Inside a Myers Park Home Rebuilt After a Devastating Fire
Three months after renovating their craftsman, an electrical fire forced a family to strip their home down to the studs and rebuild
On January 5, 2019, Tina Trabucco and her husband, Matt, came home from their sons’ basketball games to find their house engulfed in flames. “When we tried to get in and rescue the dog, we couldn’t see past the smoke,” Tina recalls. “It had risen upstairs, got into the HVAC, the duct work, and it collapsed the kitchen where it all started.” Sadly, their 15-year-old dog Bailey didn’t make it out alive, and after a six-week investigation, they determined their dishwasher caused an electrical fire. The smoke damage was so extensive that they’d need to strip the home down to the studs and rebuild.
It was a particularly tough blow for the Trabuccos, who just three months earlier had completed a renovation to their 1950s craftsman. They’d upgraded the entire master suite and relocated a fourth bedroom to make the house more functional for their family, which includes sons Colin, 7, and Tyler, 9. The idea of starting all over was daunting, but abandoning this home was never an option.
On May 1, after they’d closed the investigation and settled up with the insurance company, the Trabuccos started construction on their house—again.
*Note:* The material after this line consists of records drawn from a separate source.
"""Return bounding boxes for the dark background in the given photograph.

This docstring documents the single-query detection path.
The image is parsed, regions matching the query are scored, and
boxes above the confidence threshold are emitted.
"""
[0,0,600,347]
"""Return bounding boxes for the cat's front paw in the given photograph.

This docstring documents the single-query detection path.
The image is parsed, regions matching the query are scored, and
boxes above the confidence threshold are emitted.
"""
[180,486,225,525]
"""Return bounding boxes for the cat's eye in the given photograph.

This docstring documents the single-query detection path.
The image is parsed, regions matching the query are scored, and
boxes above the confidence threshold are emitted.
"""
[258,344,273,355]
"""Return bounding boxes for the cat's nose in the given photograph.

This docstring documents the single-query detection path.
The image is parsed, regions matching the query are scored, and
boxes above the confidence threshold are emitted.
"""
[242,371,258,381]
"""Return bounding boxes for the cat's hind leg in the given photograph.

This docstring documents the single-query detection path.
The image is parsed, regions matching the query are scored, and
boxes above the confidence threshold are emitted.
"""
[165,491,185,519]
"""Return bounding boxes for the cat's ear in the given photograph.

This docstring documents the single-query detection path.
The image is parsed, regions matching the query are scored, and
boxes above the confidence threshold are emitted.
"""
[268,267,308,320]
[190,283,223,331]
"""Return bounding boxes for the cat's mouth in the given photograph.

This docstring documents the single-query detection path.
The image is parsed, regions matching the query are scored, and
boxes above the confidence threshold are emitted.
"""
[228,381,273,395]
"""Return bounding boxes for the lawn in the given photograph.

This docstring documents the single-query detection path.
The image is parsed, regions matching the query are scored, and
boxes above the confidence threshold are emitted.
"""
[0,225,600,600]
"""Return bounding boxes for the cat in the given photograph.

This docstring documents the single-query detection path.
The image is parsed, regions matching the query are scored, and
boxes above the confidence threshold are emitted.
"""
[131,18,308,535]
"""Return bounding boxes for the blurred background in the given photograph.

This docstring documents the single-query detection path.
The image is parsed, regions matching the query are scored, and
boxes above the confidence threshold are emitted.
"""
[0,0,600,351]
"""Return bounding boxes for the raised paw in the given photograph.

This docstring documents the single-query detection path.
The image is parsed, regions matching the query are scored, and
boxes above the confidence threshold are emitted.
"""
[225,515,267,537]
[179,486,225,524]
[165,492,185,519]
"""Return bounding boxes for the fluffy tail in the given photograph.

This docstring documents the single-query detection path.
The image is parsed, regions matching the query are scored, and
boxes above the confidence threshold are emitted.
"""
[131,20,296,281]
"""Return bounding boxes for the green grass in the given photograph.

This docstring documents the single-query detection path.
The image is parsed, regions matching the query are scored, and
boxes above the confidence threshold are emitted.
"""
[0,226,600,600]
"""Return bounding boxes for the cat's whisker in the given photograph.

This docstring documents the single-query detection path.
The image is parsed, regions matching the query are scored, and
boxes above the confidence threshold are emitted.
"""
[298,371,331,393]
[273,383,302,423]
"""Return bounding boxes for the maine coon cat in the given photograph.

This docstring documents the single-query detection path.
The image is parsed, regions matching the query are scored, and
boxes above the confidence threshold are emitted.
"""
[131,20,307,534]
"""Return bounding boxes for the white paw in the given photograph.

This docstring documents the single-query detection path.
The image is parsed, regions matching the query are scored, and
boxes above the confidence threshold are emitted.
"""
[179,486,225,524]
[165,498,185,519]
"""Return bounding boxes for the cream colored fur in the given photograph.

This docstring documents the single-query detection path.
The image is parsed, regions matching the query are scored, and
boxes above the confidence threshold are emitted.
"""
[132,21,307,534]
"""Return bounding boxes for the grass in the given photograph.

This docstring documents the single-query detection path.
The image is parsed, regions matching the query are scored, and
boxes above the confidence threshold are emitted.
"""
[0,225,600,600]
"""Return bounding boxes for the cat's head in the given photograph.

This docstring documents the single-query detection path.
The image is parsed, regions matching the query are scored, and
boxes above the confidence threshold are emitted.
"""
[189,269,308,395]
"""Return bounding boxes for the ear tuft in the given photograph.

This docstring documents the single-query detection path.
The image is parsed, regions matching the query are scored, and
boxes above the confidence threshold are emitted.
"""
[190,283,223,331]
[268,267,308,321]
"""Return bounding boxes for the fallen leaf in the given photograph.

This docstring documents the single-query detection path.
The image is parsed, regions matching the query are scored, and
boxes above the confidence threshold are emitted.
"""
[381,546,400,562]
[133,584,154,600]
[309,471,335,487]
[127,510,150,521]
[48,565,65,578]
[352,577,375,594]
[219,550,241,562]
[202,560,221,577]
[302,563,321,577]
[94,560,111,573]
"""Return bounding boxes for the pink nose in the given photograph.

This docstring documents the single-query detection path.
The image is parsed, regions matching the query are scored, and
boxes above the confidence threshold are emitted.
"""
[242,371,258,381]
They used the same team that had done their previous renovation, Chris Belcher of CasaForte Builders and Bridget Gasque of Loftus Design. “Having a team that already knew the quirks and eccentricities of my house was huge,” Tina says. And this time, she says, they could “take one big swing at the house” and make it what they’d wanted all along.
All of the carpets and floors and most of the drywall had to come out, and the house got new windows and doors. Gasque redesigned the floorplan to include new kitchen and bathroom layouts and expanded the master bedroom to create a suite with a larger bathroom and two walk-in closets. They also built a mudroom where there wasn’t one before and closed off an existing loft to create a bonus room for the kids. They relocated the laundry room to the second floor and turned the existing laundry room off the kitchen into a walk-in butler’s pantry with a wine fridge Tina had always wanted.
The main living areas got a complete overhaul, too. The previous owner had done an addition that left the first floor with different ceiling heights, so they raised the ceiling from 8 to 12 feet in the kitchen and added structural beams. The team at Walker Woodworking installed custom cabinetry in the kitchen and butler’s pantry, as well as lockers and drawers in the mudroom to hold the boys’ backpacks, shoes, and sports gear.
With the exception of some master bedroom furniture that survived the fire, everything in the house is new. Gasque, who describes the style as transitional, outfitted the home with new furniture, lighting, fixtures, window treatments, and artwork. “It gave us a blank canvas,” she says. “This time we gave it a refreshed, modern look.”
She used a neutral palette of soft grays and tans for a relaxing vibe. In the kitchen, she chose off-gray cabinetry and accented it with the walnut island and beams. The hardwood floors got a dark walnut finish, and the walls are Benjamin Moore’s Revere Pewter. She opted for quartz countertops instead of marble for more durability, and rope weave barstools from Orient Express Furniture that could stand up to everyday use.
For furnishings, she incorporated stain-resistant Crypton fabrics and indoor and outdoor area rugs. The formal dining room, guest bedroom, and master suite got custom window treatments courtesy of Kasmir Fabrics, and Gasque accented the home with a mix of moss planters, glass bowls, and wall décor from Paragon and Soicher Marin Fine Art.
In September 2019, nine months after the fire, the Trabuccos moved back into their new old house. They also welcomed a new puppy, Gunner, into the family. “It was so stressful; it took hours upon hours to sort out,” Tina says, “but we ended up on the right side of this.”
Taylor Bowler is lifestyle editor for this magazine.